(ORDO NEWS) — The hole in the ozone layer over the Earth‘s South Pole has shrunk by more than 1.12 million square meters over the past year. km. This area is comparable to the territory of the US state of Texas.
According to experts from NASA (US space agency), the reduction was due to a ban on chemicals used in aerosols. According to NASA, the hole has reached an area of 14.32 million square meters. km by 13 October. A year earlier, its size exceeded 14.47 million square meters. km.
Closing the gap is due to the Montreal Protocol, a treaty adopted 35 years ago to ban the release of harmful ozone-depleting chemicals called chlorofluorocarbons, or CFCs, used in aerosols.
Paul Newman, chief scientist in the Earth Sciences Division at NASA’s Goddard Space Flight Center in Greenbelt (USA, Maryland), said that over time, there has been steady progress, and the hole is getting smaller.
“We see some fluctuations as changes in the weather and other factors affect performance from week to week. But overall, over the past two decades, the hole has shrunk. The elimination of ozone-depleting substances under the Montreal Protocol led to its reduction,” he explained.
The ozone layer is located in the stratosphere – it protects the Earth from the ultraviolet rays of the sun. The ozone layer is thinning and a hole forms in it over the South Pole every September.

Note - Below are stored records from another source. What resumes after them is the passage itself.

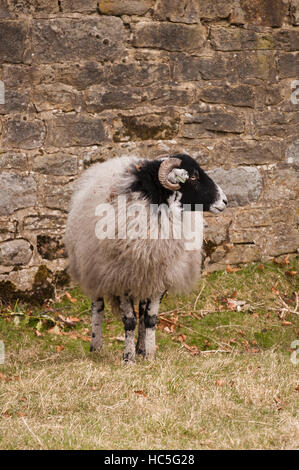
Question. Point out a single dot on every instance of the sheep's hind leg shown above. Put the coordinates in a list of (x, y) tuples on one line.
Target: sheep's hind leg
[(150, 321), (97, 313), (129, 321), (140, 347)]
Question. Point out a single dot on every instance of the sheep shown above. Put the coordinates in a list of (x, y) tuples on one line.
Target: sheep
[(138, 269)]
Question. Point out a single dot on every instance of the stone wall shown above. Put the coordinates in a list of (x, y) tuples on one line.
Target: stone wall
[(87, 80)]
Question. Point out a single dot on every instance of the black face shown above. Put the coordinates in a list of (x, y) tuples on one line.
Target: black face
[(198, 189)]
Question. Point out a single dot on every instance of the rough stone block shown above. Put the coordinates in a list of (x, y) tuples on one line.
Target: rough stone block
[(263, 12), (124, 7), (16, 192), (255, 152), (13, 35), (138, 75), (77, 6), (98, 100), (292, 153), (216, 121), (169, 36), (50, 247), (237, 39), (61, 164), (242, 185), (15, 252), (71, 130), (24, 134), (13, 160), (148, 126), (64, 39), (192, 11), (288, 65), (193, 68), (294, 9), (16, 101), (240, 95), (48, 97)]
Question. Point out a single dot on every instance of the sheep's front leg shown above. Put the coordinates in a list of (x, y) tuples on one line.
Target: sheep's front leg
[(97, 313), (129, 321), (140, 347), (150, 321)]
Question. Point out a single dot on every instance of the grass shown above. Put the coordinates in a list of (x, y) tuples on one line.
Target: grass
[(223, 378)]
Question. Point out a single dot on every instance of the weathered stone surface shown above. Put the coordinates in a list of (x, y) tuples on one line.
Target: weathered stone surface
[(98, 100), (239, 95), (294, 9), (61, 164), (57, 193), (169, 36), (13, 160), (255, 152), (17, 76), (281, 184), (292, 153), (288, 65), (172, 96), (16, 192), (241, 185), (192, 11), (259, 64), (286, 39), (148, 126), (263, 12), (138, 75), (77, 6), (210, 78), (19, 8), (208, 68), (199, 122), (72, 130), (124, 7), (237, 39), (275, 123), (4, 9), (15, 252), (13, 36), (48, 97), (64, 39), (77, 75), (24, 134), (16, 101), (48, 221), (50, 247)]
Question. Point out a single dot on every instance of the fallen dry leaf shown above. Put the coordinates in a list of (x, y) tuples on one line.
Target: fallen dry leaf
[(140, 393), (230, 269), (220, 382), (54, 331), (70, 298), (291, 273)]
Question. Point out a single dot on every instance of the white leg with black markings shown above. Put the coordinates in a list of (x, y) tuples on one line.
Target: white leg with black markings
[(140, 347), (150, 321), (97, 314), (129, 320)]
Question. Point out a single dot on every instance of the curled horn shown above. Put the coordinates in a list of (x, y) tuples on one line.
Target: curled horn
[(164, 170)]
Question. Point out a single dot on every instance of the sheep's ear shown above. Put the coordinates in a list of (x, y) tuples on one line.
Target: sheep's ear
[(181, 175)]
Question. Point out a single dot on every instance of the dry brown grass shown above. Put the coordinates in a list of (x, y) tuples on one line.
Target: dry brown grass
[(220, 402), (55, 395)]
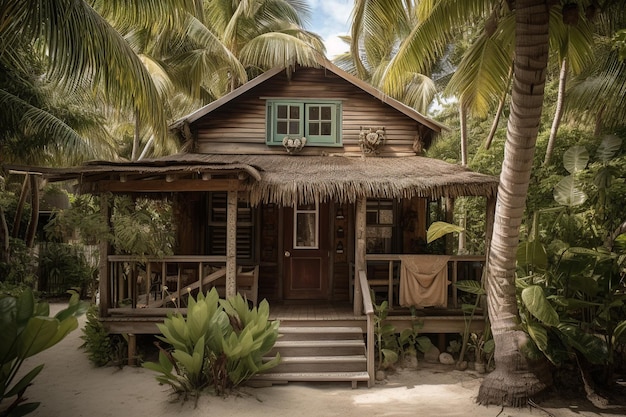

Chlorine and bromine from human-produced compounds that enter the upper atmosphere are to blame. NASA researchers are measuring the growth and decay of the ozone hole using instruments aboard the Aura and NOAA-20 satellites.
The Montreal Protocol, adopted in 1987, is an international treaty that protects the stratospheric ozone layer by phasing out the production and consumption of ozone-depleting substances.
The agreement came about after the discovery of a giant hole in the ozone layer in the early 1980s. Scientists believe that without the Montreal Protocol, earthlings would have already faced the reality of scorched earth.
Banning chemicals, including CFCs, once widely used in refrigerators and aerosol cans, has protected the climate in two ways.
This helped curb the greenhouse effect and protected against harmful increases in ultraviolet (UV) radiation. Without the treaty, the world‘s population would face global ozone depletion by the 2040s, and by 2100 there would be 60% less ozone over the tropics.